We had to make a decision, modify the boat and have cold stuff & talk on the radio, or do without.
The decision came when we were talking by e-mail to other Nor’Sea 27 owners. He had put 2 additional batteries at the base of the main companion way ladder.
We liked the sound of that! It would not require MAJOR modifications to the boat. And, we would not have to do without other items that are now placed where a spare battery would have to be stored.
With the decision made I begun the planning process.
We would add a box at the bottom of the companion way ladder. This box would take the place of the last step. It would be wide enough to go from the head wall to the bulkhead below our cooker. The battries would take up the space just below the ladder and a small hatch would be put in the top of it just to the inboard side of the ladder to allow storage of my mobile tool bag. That would allow it to serve two functions. If we were lucky, it might even have room for some small parts storage.

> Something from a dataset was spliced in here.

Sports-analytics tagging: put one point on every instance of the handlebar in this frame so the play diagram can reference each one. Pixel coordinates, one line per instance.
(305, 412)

We Bought the two battries we were going to use. We then used the empty battery boxes that they came in to get a general size on the compartment we would need to build.
This is the cardboard mock-up in place to insure we could do the job. We then used the cardboard parts as full size templates to cut the plywood.

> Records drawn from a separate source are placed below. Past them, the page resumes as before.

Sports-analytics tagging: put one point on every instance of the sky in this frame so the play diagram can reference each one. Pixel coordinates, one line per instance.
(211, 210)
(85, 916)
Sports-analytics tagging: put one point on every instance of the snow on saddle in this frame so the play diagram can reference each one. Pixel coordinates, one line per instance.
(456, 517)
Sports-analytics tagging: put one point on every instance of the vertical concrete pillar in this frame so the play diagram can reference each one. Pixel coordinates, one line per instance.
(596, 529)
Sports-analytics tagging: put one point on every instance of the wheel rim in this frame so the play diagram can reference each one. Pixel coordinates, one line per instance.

This shows the first parts of the box in place. I took pains to fasten it in with screws only. In that way it can be removed if I need to remove the engine.
This is the base box in place and coated with bilgecoat paint. Notice the top board. This keeps the batteries locked place when the top of the box is in place.
I next covered the base box in teak. Each pice was screwed in and the hole was filled with a bung. You can see the opening for the tool compartment on the left side of the photo.
This is a photo of most of the teak in place. I mounted a teak bar on the engine compartment door that rests on top of the compartment top. This helps hold it in place.
We then cut down the ladder to fit to the top of the box. A VERY scarry thing to do!
Here is a photo of the finished box. It has had one coat of teak oil. More to come later.
I also put two berrel boalt locks on the ladder. With the bolts out, the ladder is locked in place and will not move or come off even in a rollover!
This final shot shows the box with the tool compartment open. Thats my "Quick Grab" took bag.